Congo-Kinshasa : Élections crédibles ou élections de « souveraineté »

Congo-Kinshasa : Élections crédibles ou élections de « souveraineté »

Congo-Kinshasa : Elections crédibles ou élections de « souverainete » ?

Analyse des conséquences électorales des options souverainistes du Gouvernement Congolais

Par Alain-Joseph Lomandja

Dans une déclaration du 25 mars à l’Agence France Presse (AFP), le porte-parole du Gouvernement annonce le refus du Gouvernement congolais de tout financement extérieur des élections du 23 décembre 2018. « La RDC, dit M. Lambert Mende, dispose des moyens pour financer seule les élections du 23 décembre puisque nous enregistrons une embellie dans les finances de l’État (…).

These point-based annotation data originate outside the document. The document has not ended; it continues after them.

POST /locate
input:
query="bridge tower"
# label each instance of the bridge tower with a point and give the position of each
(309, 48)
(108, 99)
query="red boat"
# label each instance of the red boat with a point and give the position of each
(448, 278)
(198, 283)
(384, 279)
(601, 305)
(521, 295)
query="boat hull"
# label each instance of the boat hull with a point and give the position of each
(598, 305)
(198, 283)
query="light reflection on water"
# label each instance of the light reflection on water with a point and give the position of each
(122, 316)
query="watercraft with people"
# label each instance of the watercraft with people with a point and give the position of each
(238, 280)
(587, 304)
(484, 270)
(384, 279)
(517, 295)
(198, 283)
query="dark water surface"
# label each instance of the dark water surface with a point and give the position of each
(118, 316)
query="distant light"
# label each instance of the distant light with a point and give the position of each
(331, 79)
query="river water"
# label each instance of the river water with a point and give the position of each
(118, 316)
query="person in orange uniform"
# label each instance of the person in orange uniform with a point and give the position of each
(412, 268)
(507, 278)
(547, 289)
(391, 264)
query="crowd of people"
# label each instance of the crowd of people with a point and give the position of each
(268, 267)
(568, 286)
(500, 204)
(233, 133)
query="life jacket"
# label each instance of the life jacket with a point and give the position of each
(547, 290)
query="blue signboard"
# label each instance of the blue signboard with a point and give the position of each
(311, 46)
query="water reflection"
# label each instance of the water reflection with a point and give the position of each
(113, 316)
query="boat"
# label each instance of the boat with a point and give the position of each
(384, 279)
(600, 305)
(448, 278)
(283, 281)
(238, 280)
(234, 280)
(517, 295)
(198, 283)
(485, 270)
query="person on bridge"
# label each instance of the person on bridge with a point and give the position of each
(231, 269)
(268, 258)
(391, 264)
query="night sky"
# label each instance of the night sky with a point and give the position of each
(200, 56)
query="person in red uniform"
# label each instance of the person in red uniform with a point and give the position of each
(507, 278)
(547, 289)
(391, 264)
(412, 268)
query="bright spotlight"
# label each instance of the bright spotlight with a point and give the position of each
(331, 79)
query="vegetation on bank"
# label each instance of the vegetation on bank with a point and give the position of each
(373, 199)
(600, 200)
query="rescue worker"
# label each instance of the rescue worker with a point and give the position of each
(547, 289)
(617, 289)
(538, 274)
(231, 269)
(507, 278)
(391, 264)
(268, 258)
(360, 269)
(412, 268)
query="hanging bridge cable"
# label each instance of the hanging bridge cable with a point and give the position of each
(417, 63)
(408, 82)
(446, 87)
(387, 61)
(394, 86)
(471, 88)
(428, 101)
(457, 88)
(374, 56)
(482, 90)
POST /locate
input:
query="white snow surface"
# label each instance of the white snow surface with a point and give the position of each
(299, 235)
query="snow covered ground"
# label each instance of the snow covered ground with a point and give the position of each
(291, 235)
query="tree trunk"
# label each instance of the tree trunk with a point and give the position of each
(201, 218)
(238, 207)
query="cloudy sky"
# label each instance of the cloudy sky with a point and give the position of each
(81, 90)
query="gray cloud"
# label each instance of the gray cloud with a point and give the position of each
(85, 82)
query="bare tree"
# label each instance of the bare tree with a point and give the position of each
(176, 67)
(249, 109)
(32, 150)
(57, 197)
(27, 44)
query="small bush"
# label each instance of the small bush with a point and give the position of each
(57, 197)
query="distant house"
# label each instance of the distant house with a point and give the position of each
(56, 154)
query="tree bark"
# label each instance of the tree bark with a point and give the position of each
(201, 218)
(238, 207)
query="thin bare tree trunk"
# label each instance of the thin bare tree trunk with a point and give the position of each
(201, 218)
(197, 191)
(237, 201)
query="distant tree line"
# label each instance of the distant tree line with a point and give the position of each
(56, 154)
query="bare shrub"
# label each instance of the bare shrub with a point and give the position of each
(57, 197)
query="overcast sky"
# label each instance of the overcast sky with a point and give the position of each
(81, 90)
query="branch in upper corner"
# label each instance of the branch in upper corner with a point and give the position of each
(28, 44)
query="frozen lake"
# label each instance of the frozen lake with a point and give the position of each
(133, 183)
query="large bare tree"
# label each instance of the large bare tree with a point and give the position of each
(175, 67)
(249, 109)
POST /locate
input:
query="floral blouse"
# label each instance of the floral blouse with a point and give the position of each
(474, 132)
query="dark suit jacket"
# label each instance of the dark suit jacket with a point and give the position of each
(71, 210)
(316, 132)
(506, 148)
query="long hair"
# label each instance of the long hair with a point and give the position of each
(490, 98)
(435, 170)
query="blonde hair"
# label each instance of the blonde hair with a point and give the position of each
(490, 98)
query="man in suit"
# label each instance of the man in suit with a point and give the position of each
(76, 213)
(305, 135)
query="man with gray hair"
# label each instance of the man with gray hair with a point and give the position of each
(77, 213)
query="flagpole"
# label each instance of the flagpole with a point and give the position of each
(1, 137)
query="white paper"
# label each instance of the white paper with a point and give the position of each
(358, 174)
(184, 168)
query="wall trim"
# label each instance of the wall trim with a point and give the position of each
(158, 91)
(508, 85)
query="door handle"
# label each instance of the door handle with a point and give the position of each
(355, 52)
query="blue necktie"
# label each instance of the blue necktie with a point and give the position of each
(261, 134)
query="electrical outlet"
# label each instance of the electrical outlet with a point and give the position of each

Il y a eu deux propositions [de financement extérieur des élections] que nous avons repoussées parce qu’il est exclu que les prochaines élections soient financées par l’extérieur »[1]. Et le porte-parole du Gouvernement d’expliquer en ces termes le motif de cette décision : « Nous ne voulons plus revivre les expériences du passé où ceux qui apportent des financements ont tendance à vouloir orienter l’issue des élections. »[2]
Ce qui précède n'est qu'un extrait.